The Norwegian competition authority has extended the examination of Norwegian Air’s offer for its domestic rival Widerøe by two months.
The takeover of the Norwegian regional company Widerøe by Norwegian Air, announced on July 6, may not go as smoothly as initially announced. The Norwegian competition monitoring authority has just extended the examination of the takeover offer by two months.
Suspicion of obstruction of competition
“There may be reasons to fear that the acquisition will be negative for Norwegian air passengers,” said Katrine Amdam, project manager at the authority. The authority now has until November 17 to present its preliminary opinion on whether the transaction is likely to hinder effective competition, with the final deadline set for January 3.
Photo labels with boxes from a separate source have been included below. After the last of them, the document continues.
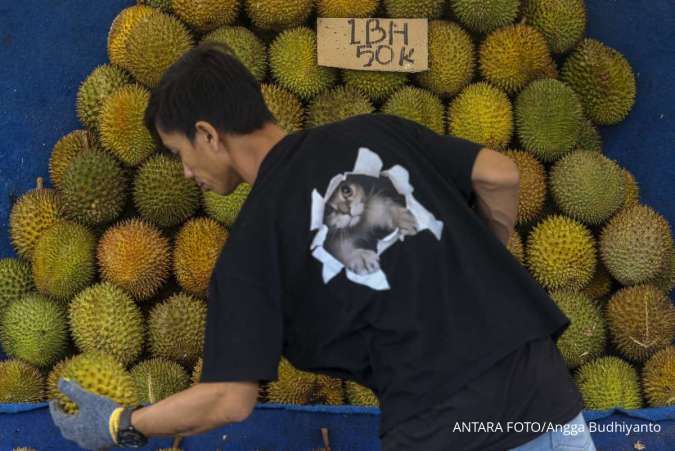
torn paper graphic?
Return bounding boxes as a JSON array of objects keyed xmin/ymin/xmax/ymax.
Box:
[{"xmin": 310, "ymin": 147, "xmax": 443, "ymax": 290}]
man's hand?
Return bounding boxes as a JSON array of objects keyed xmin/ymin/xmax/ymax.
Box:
[{"xmin": 49, "ymin": 378, "xmax": 123, "ymax": 450}]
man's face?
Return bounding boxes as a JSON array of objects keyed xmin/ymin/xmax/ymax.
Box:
[{"xmin": 157, "ymin": 123, "xmax": 241, "ymax": 194}]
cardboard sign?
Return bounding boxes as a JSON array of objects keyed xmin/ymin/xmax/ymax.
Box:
[{"xmin": 317, "ymin": 18, "xmax": 429, "ymax": 72}]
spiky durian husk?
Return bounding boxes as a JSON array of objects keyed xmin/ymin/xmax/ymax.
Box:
[
  {"xmin": 448, "ymin": 82, "xmax": 513, "ymax": 149},
  {"xmin": 9, "ymin": 188, "xmax": 63, "ymax": 260},
  {"xmin": 549, "ymin": 151, "xmax": 626, "ymax": 225},
  {"xmin": 173, "ymin": 218, "xmax": 229, "ymax": 297},
  {"xmin": 97, "ymin": 218, "xmax": 171, "ymax": 300},
  {"xmin": 642, "ymin": 345, "xmax": 675, "ymax": 407},
  {"xmin": 69, "ymin": 282, "xmax": 144, "ymax": 366},
  {"xmin": 562, "ymin": 38, "xmax": 636, "ymax": 125},
  {"xmin": 56, "ymin": 352, "xmax": 138, "ymax": 414},
  {"xmin": 0, "ymin": 359, "xmax": 45, "ymax": 404},
  {"xmin": 32, "ymin": 221, "xmax": 96, "ymax": 300},
  {"xmin": 600, "ymin": 204, "xmax": 673, "ymax": 285},
  {"xmin": 527, "ymin": 215, "xmax": 596, "ymax": 290},
  {"xmin": 201, "ymin": 26, "xmax": 267, "ymax": 81},
  {"xmin": 133, "ymin": 154, "xmax": 201, "ymax": 227},
  {"xmin": 306, "ymin": 86, "xmax": 375, "ymax": 128},
  {"xmin": 550, "ymin": 291, "xmax": 607, "ymax": 368},
  {"xmin": 523, "ymin": 0, "xmax": 586, "ymax": 53},
  {"xmin": 99, "ymin": 84, "xmax": 156, "ymax": 166},
  {"xmin": 382, "ymin": 86, "xmax": 445, "ymax": 134},
  {"xmin": 171, "ymin": 0, "xmax": 241, "ymax": 33},
  {"xmin": 515, "ymin": 79, "xmax": 583, "ymax": 162},
  {"xmin": 416, "ymin": 20, "xmax": 476, "ymax": 97},
  {"xmin": 246, "ymin": 0, "xmax": 314, "ymax": 31},
  {"xmin": 0, "ymin": 258, "xmax": 35, "ymax": 318},
  {"xmin": 148, "ymin": 293, "xmax": 206, "ymax": 366},
  {"xmin": 450, "ymin": 0, "xmax": 520, "ymax": 33},
  {"xmin": 607, "ymin": 285, "xmax": 675, "ymax": 362},
  {"xmin": 76, "ymin": 64, "xmax": 131, "ymax": 132},
  {"xmin": 122, "ymin": 12, "xmax": 194, "ymax": 88},
  {"xmin": 130, "ymin": 358, "xmax": 190, "ymax": 404},
  {"xmin": 575, "ymin": 356, "xmax": 642, "ymax": 410},
  {"xmin": 269, "ymin": 27, "xmax": 337, "ymax": 100},
  {"xmin": 342, "ymin": 69, "xmax": 408, "ymax": 102},
  {"xmin": 0, "ymin": 294, "xmax": 68, "ymax": 368},
  {"xmin": 480, "ymin": 24, "xmax": 557, "ymax": 94}
]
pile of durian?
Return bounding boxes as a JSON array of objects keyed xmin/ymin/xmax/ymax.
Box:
[{"xmin": 0, "ymin": 0, "xmax": 675, "ymax": 412}]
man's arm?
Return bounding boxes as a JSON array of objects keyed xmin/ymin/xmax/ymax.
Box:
[
  {"xmin": 131, "ymin": 382, "xmax": 258, "ymax": 437},
  {"xmin": 471, "ymin": 148, "xmax": 520, "ymax": 246}
]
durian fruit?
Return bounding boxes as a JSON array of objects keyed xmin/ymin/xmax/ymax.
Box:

The announced deal is valued at 1.13 billion Norwegian crowns ($105 million), subject to final adjustments, and Norwegian said it hopes to close the transaction by the end of the year.
A very old company
The Norwegian company Widerøe was founded in 1934 by five friends including Viggo Widerøe. Originally an air taxi, it was reorganized in the 1970s to become a truly regular regional company. In 1997, it joined the SAS group, before it was resold in 2013. In 2018, it was the first airline in the world to put the new Embraer E190-E2 into service. In 2022, it diversified its regional activities in Scandinavia by opening flights to Spain (Alicante, Palma de Mallorca), France (Nice) and Italy (Florence). It operates a total of 46 destinations, with a fleet of 43 aircraft (26 Dash 8 Q200s, 10 Dash 8 Q400s, 4 Dash 8 Q300s and 3 Embraer 190-E2s).